Despite all the commercialism, childish greediness, spiked eggnog, and endless gift-wrapped mountains of materialistic extravagance, there's a lot not to like about Christmas.

Number one on this list has to be "Happy Holidays".

"Happy Holidays" is the neutered expression we now have circulating amongst our politically-correct society. Don't get me wrong, I understand the reasoning behind it: Some of the coworkers, supermarket employees, and friends of friends we run into during these winter days might not actually be investing in a Christmas tree to celebrate their particular holiday. Therefore, let's skip the whole "I actually give a shit about you enough to find out what it is you are celebrating so that I can offer you the appropriate greeting", and cut to the chase.

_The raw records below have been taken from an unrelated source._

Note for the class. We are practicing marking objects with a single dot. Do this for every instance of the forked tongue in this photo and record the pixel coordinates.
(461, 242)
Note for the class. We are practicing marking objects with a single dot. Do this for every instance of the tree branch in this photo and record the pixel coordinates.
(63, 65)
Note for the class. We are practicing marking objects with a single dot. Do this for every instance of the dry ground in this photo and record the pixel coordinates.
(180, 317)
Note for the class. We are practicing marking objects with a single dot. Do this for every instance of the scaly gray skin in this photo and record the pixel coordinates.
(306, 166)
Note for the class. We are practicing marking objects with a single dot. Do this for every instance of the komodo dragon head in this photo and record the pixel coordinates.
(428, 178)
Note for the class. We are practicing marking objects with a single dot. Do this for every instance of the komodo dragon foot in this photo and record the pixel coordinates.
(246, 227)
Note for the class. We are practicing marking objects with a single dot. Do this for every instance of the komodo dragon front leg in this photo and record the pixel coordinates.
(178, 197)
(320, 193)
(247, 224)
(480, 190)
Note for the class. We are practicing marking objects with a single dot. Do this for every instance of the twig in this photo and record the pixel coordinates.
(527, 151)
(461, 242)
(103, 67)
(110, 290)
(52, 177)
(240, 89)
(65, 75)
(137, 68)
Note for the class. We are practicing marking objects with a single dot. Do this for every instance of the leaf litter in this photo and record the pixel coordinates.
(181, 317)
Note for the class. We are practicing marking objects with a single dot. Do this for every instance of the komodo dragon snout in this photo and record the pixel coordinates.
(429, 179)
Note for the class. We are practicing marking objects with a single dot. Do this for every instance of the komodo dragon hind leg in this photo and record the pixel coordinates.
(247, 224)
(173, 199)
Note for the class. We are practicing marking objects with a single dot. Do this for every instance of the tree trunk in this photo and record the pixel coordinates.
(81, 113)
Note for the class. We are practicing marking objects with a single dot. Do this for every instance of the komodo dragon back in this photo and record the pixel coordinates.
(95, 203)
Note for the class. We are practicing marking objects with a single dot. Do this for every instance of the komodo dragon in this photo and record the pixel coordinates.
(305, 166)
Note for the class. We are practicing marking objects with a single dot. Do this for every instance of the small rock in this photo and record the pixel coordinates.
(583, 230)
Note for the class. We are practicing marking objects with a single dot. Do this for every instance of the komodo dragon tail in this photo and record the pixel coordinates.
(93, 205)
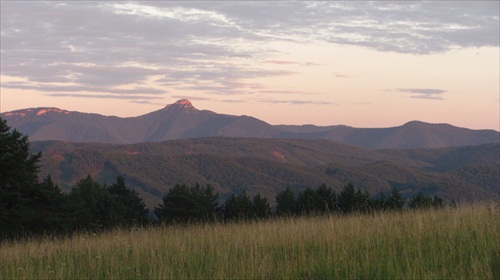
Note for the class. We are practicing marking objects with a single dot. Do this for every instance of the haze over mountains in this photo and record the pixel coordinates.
(182, 120)
(267, 166)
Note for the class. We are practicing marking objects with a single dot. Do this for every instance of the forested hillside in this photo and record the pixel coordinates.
(268, 166)
(181, 120)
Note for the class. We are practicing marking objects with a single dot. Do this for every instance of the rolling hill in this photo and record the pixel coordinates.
(268, 166)
(182, 120)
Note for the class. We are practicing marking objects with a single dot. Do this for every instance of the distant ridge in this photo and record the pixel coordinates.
(181, 120)
(267, 166)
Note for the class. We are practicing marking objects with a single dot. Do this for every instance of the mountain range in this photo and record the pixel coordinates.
(267, 166)
(181, 120)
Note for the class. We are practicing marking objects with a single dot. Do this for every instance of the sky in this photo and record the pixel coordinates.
(357, 63)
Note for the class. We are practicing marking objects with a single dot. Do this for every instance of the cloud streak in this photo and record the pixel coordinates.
(424, 93)
(215, 47)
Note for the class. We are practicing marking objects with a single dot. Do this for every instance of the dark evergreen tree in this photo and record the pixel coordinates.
(261, 206)
(128, 208)
(52, 212)
(307, 201)
(92, 205)
(420, 201)
(347, 199)
(326, 199)
(437, 202)
(395, 201)
(18, 179)
(286, 203)
(183, 204)
(239, 207)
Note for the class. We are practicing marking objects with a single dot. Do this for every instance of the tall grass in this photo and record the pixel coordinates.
(461, 243)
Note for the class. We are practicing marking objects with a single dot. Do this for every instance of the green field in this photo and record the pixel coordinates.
(453, 243)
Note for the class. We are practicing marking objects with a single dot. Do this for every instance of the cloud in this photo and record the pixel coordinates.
(297, 102)
(103, 96)
(424, 93)
(215, 47)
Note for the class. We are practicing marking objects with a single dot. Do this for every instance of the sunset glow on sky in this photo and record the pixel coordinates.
(363, 64)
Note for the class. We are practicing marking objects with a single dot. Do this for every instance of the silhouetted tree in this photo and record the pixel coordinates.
(18, 179)
(128, 208)
(286, 203)
(307, 201)
(184, 204)
(395, 201)
(261, 206)
(239, 207)
(326, 199)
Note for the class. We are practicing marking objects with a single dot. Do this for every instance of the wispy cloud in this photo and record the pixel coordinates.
(216, 47)
(424, 93)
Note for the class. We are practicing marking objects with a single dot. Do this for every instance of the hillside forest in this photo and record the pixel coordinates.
(30, 206)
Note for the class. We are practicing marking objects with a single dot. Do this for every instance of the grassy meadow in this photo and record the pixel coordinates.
(453, 243)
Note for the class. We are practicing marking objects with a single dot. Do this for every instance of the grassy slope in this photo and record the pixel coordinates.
(458, 243)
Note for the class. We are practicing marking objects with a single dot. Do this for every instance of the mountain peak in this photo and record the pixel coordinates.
(183, 104)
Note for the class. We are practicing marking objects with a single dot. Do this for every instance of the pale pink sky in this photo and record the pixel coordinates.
(364, 64)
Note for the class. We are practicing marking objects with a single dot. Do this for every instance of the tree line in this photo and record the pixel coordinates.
(30, 207)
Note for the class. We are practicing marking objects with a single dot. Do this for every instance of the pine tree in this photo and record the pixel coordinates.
(286, 203)
(18, 179)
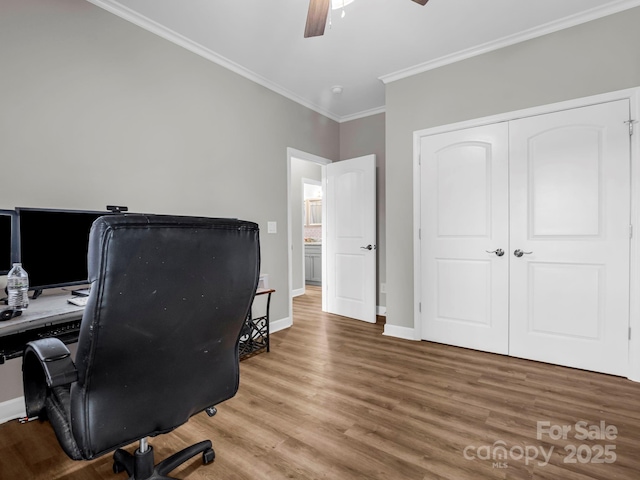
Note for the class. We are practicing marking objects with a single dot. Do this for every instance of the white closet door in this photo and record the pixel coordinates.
(570, 214)
(464, 215)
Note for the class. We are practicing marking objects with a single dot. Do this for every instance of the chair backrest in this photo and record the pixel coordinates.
(159, 337)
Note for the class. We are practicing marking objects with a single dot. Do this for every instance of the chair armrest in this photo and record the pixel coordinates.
(46, 364)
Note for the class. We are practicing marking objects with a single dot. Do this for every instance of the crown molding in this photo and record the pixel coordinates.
(362, 114)
(129, 15)
(567, 22)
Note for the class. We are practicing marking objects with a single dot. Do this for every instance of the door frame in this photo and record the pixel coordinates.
(300, 155)
(633, 95)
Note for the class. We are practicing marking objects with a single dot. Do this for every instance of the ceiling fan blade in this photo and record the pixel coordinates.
(316, 18)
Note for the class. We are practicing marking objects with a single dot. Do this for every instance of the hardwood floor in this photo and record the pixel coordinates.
(335, 399)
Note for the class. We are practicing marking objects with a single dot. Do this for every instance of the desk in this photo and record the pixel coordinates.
(50, 315)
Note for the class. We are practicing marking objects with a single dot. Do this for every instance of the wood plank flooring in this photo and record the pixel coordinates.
(335, 399)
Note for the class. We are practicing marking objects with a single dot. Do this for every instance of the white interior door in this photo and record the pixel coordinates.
(570, 214)
(349, 245)
(464, 217)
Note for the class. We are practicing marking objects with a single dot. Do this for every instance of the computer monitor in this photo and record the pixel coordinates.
(53, 246)
(8, 240)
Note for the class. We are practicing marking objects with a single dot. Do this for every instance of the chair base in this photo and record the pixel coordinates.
(140, 465)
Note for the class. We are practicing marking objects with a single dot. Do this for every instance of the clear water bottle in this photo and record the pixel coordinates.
(18, 287)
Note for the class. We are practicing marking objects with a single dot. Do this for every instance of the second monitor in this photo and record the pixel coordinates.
(53, 246)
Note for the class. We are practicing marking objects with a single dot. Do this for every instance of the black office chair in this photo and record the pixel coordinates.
(158, 341)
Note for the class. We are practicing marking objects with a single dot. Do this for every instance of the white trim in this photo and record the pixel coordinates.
(299, 154)
(406, 333)
(631, 94)
(277, 325)
(634, 269)
(362, 114)
(184, 42)
(551, 27)
(12, 409)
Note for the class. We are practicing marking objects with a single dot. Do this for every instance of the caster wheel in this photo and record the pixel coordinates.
(208, 456)
(118, 467)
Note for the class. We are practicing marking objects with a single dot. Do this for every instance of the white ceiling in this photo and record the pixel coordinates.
(377, 41)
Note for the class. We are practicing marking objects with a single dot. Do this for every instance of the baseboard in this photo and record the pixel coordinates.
(11, 409)
(406, 333)
(277, 325)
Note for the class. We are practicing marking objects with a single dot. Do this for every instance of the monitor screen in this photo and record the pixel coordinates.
(53, 245)
(7, 240)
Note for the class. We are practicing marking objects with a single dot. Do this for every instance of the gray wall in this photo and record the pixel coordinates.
(592, 58)
(97, 111)
(299, 169)
(365, 136)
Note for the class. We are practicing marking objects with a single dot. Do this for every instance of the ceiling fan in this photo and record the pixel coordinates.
(317, 16)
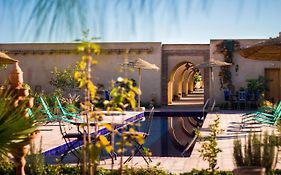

"Happy Holidays, I gotta go, have a nice life."

Personally, the problem I have with "Happy Holidays" is that I don't actually want to wish someone a happy holiday if I don't endorse the particular holiday. "Happy Holidays" is a blank check on holiday endorsement. If you celebrate Kwanzaa, for example, by no means do I want you to have a happy one. If I did, I would have said "Happy Black Power Day". But I didn't, did I?

"Merry Christmas" isn't a bad alternative, but I have problems with this phrase, too. First of all, there's that glaring "Christ" thing sticking out like a sore thumb. (Make that a "sore stigmata".) I understand that Christmas, in essence, is not a religious holiday, which is why I participate in it at all. But can't we just go all the way and extricate Jesus Christ from Christmas entirely? When I bought the big Play-Doh activity set for a particular four-year-old girl in my life, the last thing I had on my mind was the son of God.

I challenge anyone to enter a Toys R Us and hold the image of a man dying on a cross for a duration of more than three seconds.